El artículo informa sobre la muerte del arquero palestino Saleem Al-Ashqar, de 32 años, ocurrida el 2 de julio de 2026 en el sur de la Franja de Gaza. Según el texto, el futbolista fue abatido por disparos del ejército israelí mientras buscaba agua para su esposa, quien se encontraba embarazada. El hecho es presentado como un nuevo episodio dentro del conflicto entre Israel y Palestina y como parte de las denuncias internacionales sobre la situación humanitaria en Gaza.
La noticia fue difundida ampliamente y generó reacciones de rechazo en distintos sectores. Uno de los pronunciamientos más destacados fue el del Club Deportivo Palestino de Chile, institución que expresó públicamente su tristeza por la muerte del jugador y manifestó su solidaridad con el pueblo palestino. En su comunicado, el club afirmó que resulta doloroso que hechos de esta naturaleza continúen ocurriendo y pidió justicia y paz para la población afectada por el conflicto.
El artículo señala que Saleem Al-Ashqar era arquero del Khadamat Khan Younis, uno de los equipos de fútbol de Gaza. Además, recuerda que durante su carrera deportiva también defendió los colores de los clubes Al-Aqsa y Al-Musaddar, desarrollando su trayectoria en medio de las difíciles condiciones que enfrentan los habitantes de la Franja de Gaza debido al conflicto armado.
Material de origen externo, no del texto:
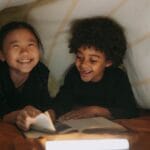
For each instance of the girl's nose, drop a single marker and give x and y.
(24, 50)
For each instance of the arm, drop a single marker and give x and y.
(64, 100)
(86, 112)
(124, 104)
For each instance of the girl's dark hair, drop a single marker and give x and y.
(9, 27)
(103, 33)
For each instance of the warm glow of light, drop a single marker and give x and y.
(94, 144)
Según la publicación, la muerte del futbolista no constituye un hecho aislado, sino que forma parte de un contexto más amplio de violencia que ha afectado gravemente a la población palestina desde octubre de 2023. El artículo afirma que organizaciones deportivas palestinas han reportado la muerte de más de mil deportistas durante ese periodo, sosteniendo que ello ha tenido un fuerte impacto sobre el desarrollo del deporte y sobre la vida social y cultural del territorio.
Asimismo, el texto describe las difíciles circunstancias en las que Al-Ashqar desarrolló su vida y su carrera profesional. Señala que, al igual que muchos otros habitantes de Gaza, vivió bajo condiciones marcadas por bloqueos, desplazamientos, escasez de recursos y los efectos constantes de las operaciones militares. Pese a esas dificultades, continuó vinculado al fútbol y era reconocido dentro de su comunidad por su compromiso con el deporte.
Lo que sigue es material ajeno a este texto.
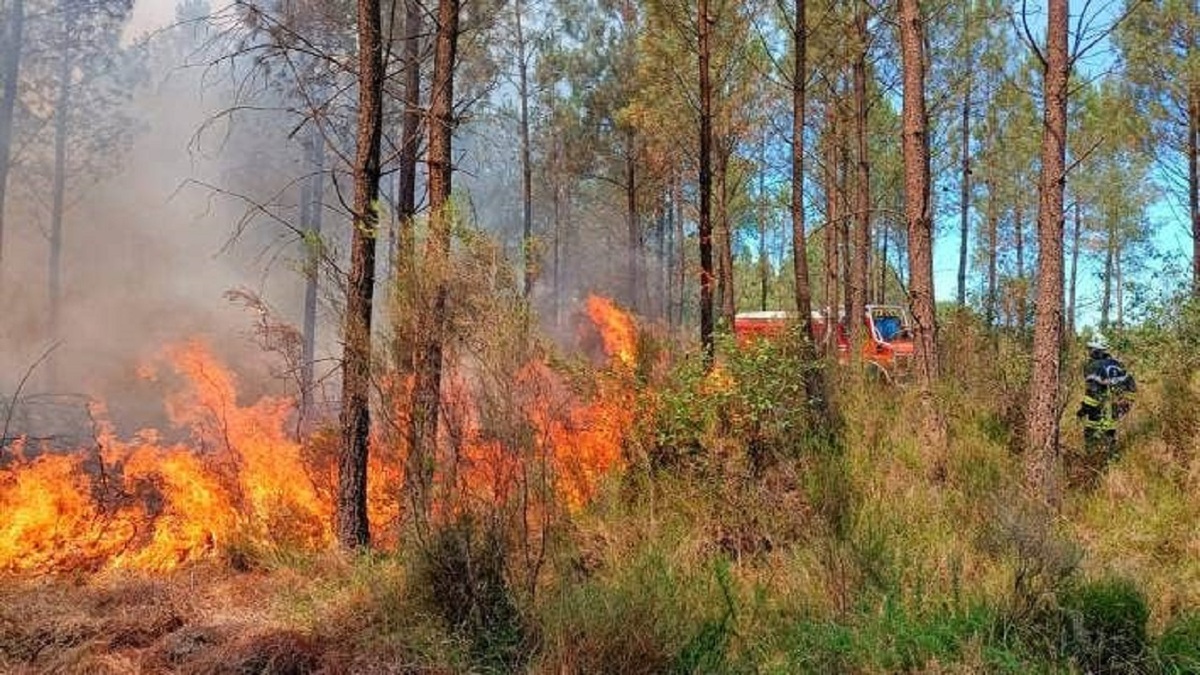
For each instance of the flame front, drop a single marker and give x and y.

Más allá de su trayectoria como arquero, el artículo destaca aspectos personales de su vida. Medios locales y personas cercanas lo describen como un hombre trabajador, solidario y muy apreciado por quienes lo conocían. Su fallecimiento, según la publicación, representa una pérdida no solo para el fútbol palestino, sino también para su comunidad.
El texto también resalta el impacto de su muerte en el ámbito familiar. Indica que Al-Ashqar se había casado apenas cinco meses antes de su fallecimiento y que su esposa cursaba un embarazo de cuatro meses cuando ocurrió el hecho. Como consecuencia, la mujer quedó viuda mientras esperaba el nacimiento de su primer hijo, situación que el artículo presenta como una de las dimensiones más trágicas del caso.
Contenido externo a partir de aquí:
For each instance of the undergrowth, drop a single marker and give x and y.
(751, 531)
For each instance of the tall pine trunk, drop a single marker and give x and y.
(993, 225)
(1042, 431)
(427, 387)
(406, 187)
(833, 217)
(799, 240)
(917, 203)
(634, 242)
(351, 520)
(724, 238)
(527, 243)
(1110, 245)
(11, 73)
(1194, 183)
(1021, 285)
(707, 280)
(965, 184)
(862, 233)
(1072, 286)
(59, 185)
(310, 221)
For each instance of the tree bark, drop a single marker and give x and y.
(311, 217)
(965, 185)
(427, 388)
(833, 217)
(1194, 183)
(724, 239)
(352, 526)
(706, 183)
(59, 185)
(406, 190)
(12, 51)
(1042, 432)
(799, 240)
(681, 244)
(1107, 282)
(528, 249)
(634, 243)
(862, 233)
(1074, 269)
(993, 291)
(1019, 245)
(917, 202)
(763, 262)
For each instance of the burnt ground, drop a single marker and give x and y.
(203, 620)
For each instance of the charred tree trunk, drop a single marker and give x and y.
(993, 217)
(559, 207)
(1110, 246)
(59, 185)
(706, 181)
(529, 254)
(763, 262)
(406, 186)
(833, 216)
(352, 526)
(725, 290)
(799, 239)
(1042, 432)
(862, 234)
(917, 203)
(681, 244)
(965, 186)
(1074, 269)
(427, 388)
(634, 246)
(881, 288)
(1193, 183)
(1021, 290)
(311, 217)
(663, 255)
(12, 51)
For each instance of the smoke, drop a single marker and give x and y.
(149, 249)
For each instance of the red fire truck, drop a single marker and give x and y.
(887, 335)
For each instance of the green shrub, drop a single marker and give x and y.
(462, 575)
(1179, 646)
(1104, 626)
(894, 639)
Finalmente, la publicación sostiene que la muerte de Saleem Al-Ashqar se suma a otros hechos ocurridos durante el conflicto en Gaza y señala que el caso ha reavivado las denuncias internacionales sobre la situación humanitaria en la región. También afirma que el fallecimiento del deportista ha generado nuevas expresiones de solidaridad y llamados para que cesen las hostilidades y se proteja a la población civil.
En conjunto, el artículo presenta la muerte del arquero palestino como un acontecimiento que trasciende el ámbito deportivo y que refleja el impacto del conflicto sobre la vida cotidiana de los habitantes de Gaza, especialmente de quienes, como Al-Ashqar, desarrollaban su actividad profesional mientras enfrentaban las consecuencias de la guerra.